En 2008, au début de la crise, 22% des intérimaires trouvaient un emploi en CDI dans l’année. Ils ne sont plus que 8% en 2016 et la part de l’intérim «contraint» augmente de 6 points.

Le taux d’accès à l’emploi via l’intérim ne cesse de chuter. Selon la dernière étude de l’Observatoire de l’intérim et du recrutement, seuls 8 % des salariés qui étaient en intérim en mars 2015 avaient trouvé un CDI un an après. En 2011, ils étaient 16% et en 2008, 22%. L’observatoire, qui chaque année travaille sur un échantillon de 1800 intérimaires, montre ainsi que d’un an sur l’autre 51% des intérimaires le sont toujours, 8% sont en CDI, 8% en CDD, 17% sont au chômage indemnisé et 7% sont demandeurs d’emplois non indemnisés.

L’intérim est de moins en moins un choix…

Parmi les 51% toujours intérimaires, ils sont à peu près autant à l’être par choix que par contrainte. Pour l’Observatoire, « la poursuite du parcours en intérim s’inscrit dans des stratégies qui semblent moins bien maîtrisées » car la proportion d’intérimaires qui le sont par choix diminue d’année en année, alors que celle de ceux qui affirment ne pas avoir d’autre choix augmente (6 points de plus en 2016 qu’en 2015).

…mais toujours un moyen d’accéder rapidement à l’emploi

La crise de l’emploi qui a débuté en 2008 ne se résorbe pas et, l’Observatoire le reconnait, les intérimaires y trouvent de moins en moins leur compte. L’intérim en effet, pour une large majorité (52%) des répondants du questionnaire, est pensée comme une solution efficace pour accéder rapidement à l’emploi. 37 % d’entre eux ne trouvaient pas de CDI ou de CDD et se sont donc tournés vers l’intérim (plus des deux tiers des « nouveaux entrants » dans l’intérim étaient sans emploi).
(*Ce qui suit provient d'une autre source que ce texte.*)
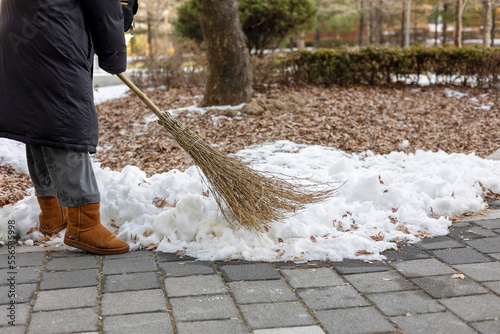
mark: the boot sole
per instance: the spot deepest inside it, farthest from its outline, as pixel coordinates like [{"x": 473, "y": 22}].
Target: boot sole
[{"x": 95, "y": 250}]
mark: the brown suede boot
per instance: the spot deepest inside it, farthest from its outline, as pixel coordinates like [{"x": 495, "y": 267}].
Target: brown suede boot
[
  {"x": 86, "y": 232},
  {"x": 53, "y": 218}
]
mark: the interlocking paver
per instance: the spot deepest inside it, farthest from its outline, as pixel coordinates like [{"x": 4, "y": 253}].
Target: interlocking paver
[
  {"x": 291, "y": 330},
  {"x": 474, "y": 308},
  {"x": 235, "y": 326},
  {"x": 194, "y": 285},
  {"x": 73, "y": 263},
  {"x": 443, "y": 242},
  {"x": 432, "y": 323},
  {"x": 460, "y": 255},
  {"x": 203, "y": 308},
  {"x": 481, "y": 271},
  {"x": 129, "y": 282},
  {"x": 19, "y": 275},
  {"x": 69, "y": 279},
  {"x": 249, "y": 292},
  {"x": 271, "y": 315},
  {"x": 138, "y": 323},
  {"x": 331, "y": 297},
  {"x": 446, "y": 286},
  {"x": 175, "y": 269},
  {"x": 124, "y": 265},
  {"x": 403, "y": 302},
  {"x": 66, "y": 298},
  {"x": 426, "y": 267},
  {"x": 312, "y": 278},
  {"x": 354, "y": 321},
  {"x": 487, "y": 327},
  {"x": 64, "y": 321},
  {"x": 133, "y": 302},
  {"x": 379, "y": 282},
  {"x": 485, "y": 245},
  {"x": 347, "y": 267},
  {"x": 249, "y": 272},
  {"x": 23, "y": 293}
]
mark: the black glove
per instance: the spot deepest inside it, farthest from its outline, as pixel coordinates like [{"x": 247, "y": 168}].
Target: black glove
[{"x": 129, "y": 8}]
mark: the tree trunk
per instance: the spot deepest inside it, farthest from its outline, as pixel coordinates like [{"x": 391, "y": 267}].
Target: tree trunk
[
  {"x": 229, "y": 63},
  {"x": 487, "y": 22},
  {"x": 458, "y": 23}
]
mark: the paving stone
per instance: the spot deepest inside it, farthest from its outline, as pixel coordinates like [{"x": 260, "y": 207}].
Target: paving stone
[
  {"x": 19, "y": 275},
  {"x": 443, "y": 242},
  {"x": 474, "y": 308},
  {"x": 176, "y": 269},
  {"x": 495, "y": 256},
  {"x": 427, "y": 267},
  {"x": 72, "y": 263},
  {"x": 489, "y": 224},
  {"x": 354, "y": 321},
  {"x": 312, "y": 278},
  {"x": 18, "y": 315},
  {"x": 64, "y": 321},
  {"x": 379, "y": 282},
  {"x": 133, "y": 302},
  {"x": 460, "y": 256},
  {"x": 339, "y": 296},
  {"x": 130, "y": 282},
  {"x": 403, "y": 302},
  {"x": 23, "y": 293},
  {"x": 486, "y": 245},
  {"x": 69, "y": 279},
  {"x": 132, "y": 254},
  {"x": 66, "y": 298},
  {"x": 13, "y": 330},
  {"x": 172, "y": 257},
  {"x": 203, "y": 308},
  {"x": 481, "y": 271},
  {"x": 251, "y": 292},
  {"x": 291, "y": 330},
  {"x": 445, "y": 286},
  {"x": 25, "y": 260},
  {"x": 487, "y": 327},
  {"x": 126, "y": 265},
  {"x": 493, "y": 286},
  {"x": 286, "y": 314},
  {"x": 470, "y": 232},
  {"x": 405, "y": 253},
  {"x": 347, "y": 267},
  {"x": 432, "y": 323},
  {"x": 235, "y": 326},
  {"x": 138, "y": 323},
  {"x": 194, "y": 285},
  {"x": 249, "y": 272}
]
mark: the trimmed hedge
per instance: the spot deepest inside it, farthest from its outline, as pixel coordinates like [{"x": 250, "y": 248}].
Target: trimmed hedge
[{"x": 373, "y": 65}]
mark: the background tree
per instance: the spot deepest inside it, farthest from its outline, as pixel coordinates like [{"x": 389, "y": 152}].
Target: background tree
[{"x": 229, "y": 64}]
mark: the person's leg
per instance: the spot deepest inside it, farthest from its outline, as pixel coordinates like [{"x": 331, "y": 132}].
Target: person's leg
[
  {"x": 76, "y": 187},
  {"x": 53, "y": 217}
]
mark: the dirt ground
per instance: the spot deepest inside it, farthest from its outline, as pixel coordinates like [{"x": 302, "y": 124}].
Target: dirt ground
[{"x": 353, "y": 119}]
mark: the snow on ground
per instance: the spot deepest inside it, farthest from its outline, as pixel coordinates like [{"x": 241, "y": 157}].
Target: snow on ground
[{"x": 382, "y": 199}]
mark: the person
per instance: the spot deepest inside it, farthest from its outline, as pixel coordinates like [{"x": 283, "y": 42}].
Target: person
[{"x": 46, "y": 101}]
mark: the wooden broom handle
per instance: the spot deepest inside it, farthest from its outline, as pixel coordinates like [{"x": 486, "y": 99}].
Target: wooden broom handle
[{"x": 140, "y": 94}]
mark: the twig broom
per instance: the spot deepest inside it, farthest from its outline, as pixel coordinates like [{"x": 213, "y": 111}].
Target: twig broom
[{"x": 245, "y": 196}]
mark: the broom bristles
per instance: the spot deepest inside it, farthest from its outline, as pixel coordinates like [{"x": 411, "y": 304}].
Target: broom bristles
[{"x": 246, "y": 197}]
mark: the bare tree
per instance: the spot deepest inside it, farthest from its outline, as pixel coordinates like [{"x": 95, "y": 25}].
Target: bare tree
[{"x": 229, "y": 64}]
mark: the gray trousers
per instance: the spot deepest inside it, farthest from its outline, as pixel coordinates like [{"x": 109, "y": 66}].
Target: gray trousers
[{"x": 67, "y": 175}]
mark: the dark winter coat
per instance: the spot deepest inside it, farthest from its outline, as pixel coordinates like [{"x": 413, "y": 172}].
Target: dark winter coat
[{"x": 46, "y": 57}]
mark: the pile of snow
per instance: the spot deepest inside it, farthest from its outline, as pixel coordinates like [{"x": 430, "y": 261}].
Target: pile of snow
[{"x": 382, "y": 199}]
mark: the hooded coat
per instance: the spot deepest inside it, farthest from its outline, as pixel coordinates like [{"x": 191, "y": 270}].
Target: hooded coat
[{"x": 46, "y": 58}]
Une image de l’intérim qui reste positive

Pour autant, même si pour les personnes interrogées, le mot « précarité » arrive en tête des citations lorsque l’on parle de l’intérim, l’image de l’intérim reste positive auprès des personnes qui en ont fait l’expérience. En 2016, 82 % d’entre eux déclarent en avoir une bonne opinion (dont 24 % une très bonne opinion) et 75 % se déclarent satisfaits de l’intérêt des missions réalisées. A tel point que si une large majorité des actifs recommande à un proche (famille ou ami) dans une situation de recherche d’emploi d’effectuer des missions d’intérim, les intérimaires restent les principaux «promoteurs» de cette forme d’emploi : 88 % d’entre eux le conseille en tout cas. Cela tient peut-être aussi au fait que, même si l’intérim n’amène pas au CDI, le secteur de l’intérim a poursuivi sa croissance et se porte plutôt bien, il inspire donc confiance aux chercheurs d’emploi, qui anticipent classiquement des créations d'emplois. Tous les métiers progressent et c’est le vingt et unième mois successif de croissance.